Research over the last decade has found that lesbians have more orgasms than straight women, but questions remained as to why.
A new study published this month in the journal Social Psychological and Personality Science found that these differences when it comes to pleasure could be in part due to sexual scripts — or what people expect to happen during sex based on what they’ve seen in movies, television or even pornography. Cisgender women’s expectations for those sexual scripts and for orgasms can vary based on the gender of their partner, the study found.
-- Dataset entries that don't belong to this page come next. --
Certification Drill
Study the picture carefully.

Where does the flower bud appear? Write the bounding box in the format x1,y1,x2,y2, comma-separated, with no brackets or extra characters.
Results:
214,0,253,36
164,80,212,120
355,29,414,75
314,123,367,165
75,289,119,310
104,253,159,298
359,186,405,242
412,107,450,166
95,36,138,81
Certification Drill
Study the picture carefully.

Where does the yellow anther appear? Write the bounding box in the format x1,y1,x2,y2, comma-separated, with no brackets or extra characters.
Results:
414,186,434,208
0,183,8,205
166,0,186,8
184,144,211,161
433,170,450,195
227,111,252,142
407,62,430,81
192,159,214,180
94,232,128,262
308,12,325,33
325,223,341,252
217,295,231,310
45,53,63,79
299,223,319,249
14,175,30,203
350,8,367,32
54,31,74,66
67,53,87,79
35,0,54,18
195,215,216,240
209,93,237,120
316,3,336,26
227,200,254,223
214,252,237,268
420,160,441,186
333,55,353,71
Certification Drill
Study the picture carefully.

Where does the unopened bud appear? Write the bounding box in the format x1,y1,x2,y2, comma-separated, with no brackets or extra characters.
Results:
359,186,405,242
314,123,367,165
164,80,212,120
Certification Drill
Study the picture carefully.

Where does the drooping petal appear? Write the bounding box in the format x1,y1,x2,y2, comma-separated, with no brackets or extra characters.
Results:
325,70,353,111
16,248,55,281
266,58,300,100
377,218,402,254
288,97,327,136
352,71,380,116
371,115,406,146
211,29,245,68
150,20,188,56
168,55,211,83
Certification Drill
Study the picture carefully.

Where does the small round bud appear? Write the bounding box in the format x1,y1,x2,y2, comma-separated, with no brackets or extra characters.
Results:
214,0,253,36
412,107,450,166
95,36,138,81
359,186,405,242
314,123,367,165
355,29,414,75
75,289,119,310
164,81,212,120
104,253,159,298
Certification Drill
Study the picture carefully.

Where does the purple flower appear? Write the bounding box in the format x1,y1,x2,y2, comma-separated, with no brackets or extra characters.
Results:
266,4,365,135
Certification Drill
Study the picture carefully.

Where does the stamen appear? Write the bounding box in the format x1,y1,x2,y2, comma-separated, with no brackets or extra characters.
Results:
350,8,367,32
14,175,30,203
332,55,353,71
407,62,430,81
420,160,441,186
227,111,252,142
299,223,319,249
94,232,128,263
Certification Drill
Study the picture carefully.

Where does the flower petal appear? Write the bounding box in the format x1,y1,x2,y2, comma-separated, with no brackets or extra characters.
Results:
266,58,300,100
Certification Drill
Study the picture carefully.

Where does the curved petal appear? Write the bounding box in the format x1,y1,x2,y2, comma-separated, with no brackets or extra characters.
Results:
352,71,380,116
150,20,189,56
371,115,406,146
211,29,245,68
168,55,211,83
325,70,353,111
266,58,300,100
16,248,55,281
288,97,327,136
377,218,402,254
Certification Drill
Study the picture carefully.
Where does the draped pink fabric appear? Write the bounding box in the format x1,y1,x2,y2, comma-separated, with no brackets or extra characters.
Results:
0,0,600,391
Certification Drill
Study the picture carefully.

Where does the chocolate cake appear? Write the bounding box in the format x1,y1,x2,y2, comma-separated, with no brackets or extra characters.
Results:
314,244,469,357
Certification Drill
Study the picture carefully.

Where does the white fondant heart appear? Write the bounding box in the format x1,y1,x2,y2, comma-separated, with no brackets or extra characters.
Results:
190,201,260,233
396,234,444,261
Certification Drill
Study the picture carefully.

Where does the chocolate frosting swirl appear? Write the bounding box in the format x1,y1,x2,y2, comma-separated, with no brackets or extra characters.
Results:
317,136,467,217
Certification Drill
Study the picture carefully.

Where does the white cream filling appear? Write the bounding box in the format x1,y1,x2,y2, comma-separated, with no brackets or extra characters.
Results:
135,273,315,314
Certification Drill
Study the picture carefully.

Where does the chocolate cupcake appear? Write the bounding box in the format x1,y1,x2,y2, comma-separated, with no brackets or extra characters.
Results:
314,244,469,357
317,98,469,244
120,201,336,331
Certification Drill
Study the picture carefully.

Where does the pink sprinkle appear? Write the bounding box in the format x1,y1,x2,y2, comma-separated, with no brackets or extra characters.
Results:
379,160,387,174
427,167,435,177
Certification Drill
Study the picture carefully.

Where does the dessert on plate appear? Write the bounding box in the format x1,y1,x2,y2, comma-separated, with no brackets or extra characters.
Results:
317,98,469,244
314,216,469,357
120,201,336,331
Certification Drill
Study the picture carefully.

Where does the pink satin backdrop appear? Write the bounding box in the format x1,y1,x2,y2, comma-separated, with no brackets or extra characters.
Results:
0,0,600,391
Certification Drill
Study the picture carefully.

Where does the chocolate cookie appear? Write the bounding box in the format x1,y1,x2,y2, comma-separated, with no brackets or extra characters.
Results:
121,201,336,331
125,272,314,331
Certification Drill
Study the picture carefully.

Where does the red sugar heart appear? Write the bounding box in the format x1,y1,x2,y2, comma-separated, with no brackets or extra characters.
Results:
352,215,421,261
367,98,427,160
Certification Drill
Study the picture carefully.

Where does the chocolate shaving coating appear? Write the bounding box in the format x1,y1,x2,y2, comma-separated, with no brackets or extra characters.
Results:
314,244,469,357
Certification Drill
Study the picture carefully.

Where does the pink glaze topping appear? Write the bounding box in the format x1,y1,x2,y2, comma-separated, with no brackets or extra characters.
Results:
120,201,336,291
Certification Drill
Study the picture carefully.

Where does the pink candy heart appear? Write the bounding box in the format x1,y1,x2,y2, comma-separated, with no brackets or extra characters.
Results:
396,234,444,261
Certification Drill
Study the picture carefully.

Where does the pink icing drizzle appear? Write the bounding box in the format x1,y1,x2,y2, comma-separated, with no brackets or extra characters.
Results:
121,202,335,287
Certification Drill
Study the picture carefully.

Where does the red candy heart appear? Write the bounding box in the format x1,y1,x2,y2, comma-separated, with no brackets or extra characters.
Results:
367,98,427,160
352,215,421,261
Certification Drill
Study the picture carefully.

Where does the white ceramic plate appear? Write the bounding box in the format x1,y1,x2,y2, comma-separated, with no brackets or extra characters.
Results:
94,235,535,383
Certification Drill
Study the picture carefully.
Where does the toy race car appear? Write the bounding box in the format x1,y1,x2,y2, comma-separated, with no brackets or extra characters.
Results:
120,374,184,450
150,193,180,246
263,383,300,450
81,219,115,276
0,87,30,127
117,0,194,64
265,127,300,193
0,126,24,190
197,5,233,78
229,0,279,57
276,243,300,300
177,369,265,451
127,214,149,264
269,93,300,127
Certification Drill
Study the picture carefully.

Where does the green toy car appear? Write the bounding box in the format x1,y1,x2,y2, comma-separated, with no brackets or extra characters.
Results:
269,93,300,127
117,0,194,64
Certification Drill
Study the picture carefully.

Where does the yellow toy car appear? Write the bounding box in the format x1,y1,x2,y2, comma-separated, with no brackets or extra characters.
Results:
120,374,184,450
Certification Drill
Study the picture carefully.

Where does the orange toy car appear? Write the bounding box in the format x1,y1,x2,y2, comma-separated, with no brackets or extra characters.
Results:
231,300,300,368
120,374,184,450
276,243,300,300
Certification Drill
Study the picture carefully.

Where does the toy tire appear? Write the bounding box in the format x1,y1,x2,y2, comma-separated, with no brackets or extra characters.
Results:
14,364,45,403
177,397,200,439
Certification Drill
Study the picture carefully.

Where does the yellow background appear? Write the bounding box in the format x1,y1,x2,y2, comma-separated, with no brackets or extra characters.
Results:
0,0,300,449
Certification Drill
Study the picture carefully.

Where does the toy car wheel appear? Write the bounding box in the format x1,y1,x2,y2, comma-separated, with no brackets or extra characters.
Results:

Past research has found that men have more orgasms than women, creating what researchers call the orgasm gap. Previous studies have also found that lesbians have orgasms at rates similar to men, which shows that there’s “nothing inherently biological” about the orgasm gap, according to Grace Wetzel, one of the study’s authors and a psychology doctoral candidate at Rutgers University. Wetzel said she wanted to look into the “sexual context” missing from that research, or the other psychological and social factors affecting differences in orgasm rates.
“We wanted to look into why that disparity between lesbian and heterosexual women exists so that we could get a better understanding of why the orgasm gap exists in general,” she said.
Wetzel and two other researchers designed two online studies — one of heterosexual women and lesbians and another of bisexual women. The first study asked a mixed group of 476 heterosexual women and lesbians about the importance of orgasms and their expectations about climaxing during sex. It found that lesbians reported more clitoral stimulation in their sexual encounters, higher orgasm expectations, greater orgasm pursuit and having more orgasms than heterosexual women. However, orgasms were equally important to heterosexual women as they were to lesbians.
In the second study of 482 bisexual participants, the researchers asked the women similar questions about their expectations of orgasms and how strongly they would pursue them in a hypothetical sexual encounter with either a man or a woman.
That study found that bisexual women had the same orgasm pursuit and importance regardless of partner gender in the hypothetical scenario, but those partnered with women in those cases had higher expectations for clitoral stimulation and orgasms than those hypothetically partnered with men. This means that partner gender, through varying sexual scripts, is indirectly associated with greater orgasm pursuit, the study found.
The average sexual script, or what people expect to happen during sex based on TV, culture and more, between a man and a woman, according to the study, includes foreplay, then vaginal intercourse, from which the man orgasms, and then sex ends.
“This heterosexual script prioritizes the man’s orgasm, as intercourse alone is associated with the lowest orgasm frequency for women,” the study said. Women who have sex with women are more likely to engage in nonpenetrative acts and don’t adhere as much to any sexual script based on gender, researchers added.
“What we should take away from this research is that when women are having sex with men, in general, they’re typically not experiencing enough clitoral stimulation to facilitate an equal opportunity for orgasm,” Wetzel said, adding that the findings should encourage heterosexual couples to improve communication during sex.
Wetzel noted that the study shouldn’t lead couples to feel pressure, because other research has shown that such pressure will make orgasms less likely and less enjoyable. Rather, couples, regardless of sexuality and gender, could “work to make their sexual encounters more pleasurable in general by including those sex acts that are most likely to result in orgasm for their partner.”
The study is limited in part by its correlational design, Wetzel said. As a result, the researchers don’t know all of the factors that affect the difference in orgasm frequency between lesbians and heterosexual women. Some of the other factors behind that difference could be that women feel more comfortable communicating with other women versus men about what they need to experience orgasm. That’s where the second study is helpful, she said, because the only variation between the hypothetical sexual encounters bisexual women were asked about was the gender of their partner.
“That doesn’t mean there still can’t be other factors at play as well, but because of that experiment in the second study, we feel more confident saying that these sexual scripts are differing based on partner gender,” she said.
Incia Rashid-Dawdy, a counselor with the Expansive Group, a therapy practice based in New York City and Chicago, said the study shows how people in heteronormative relationships have been socially conditioned to see orgasm through vaginal penetration as a “goal,” while people in queer relationships aren’t going into sex with the same gendered expectations.
“When we’re talking about queer relationships, lesbian relationships, we’re talking about how, in order for them to be able to understand how to make each other feel good, they need to talk about it,” she said. “This is a reminder that there’s no one way to have sex.”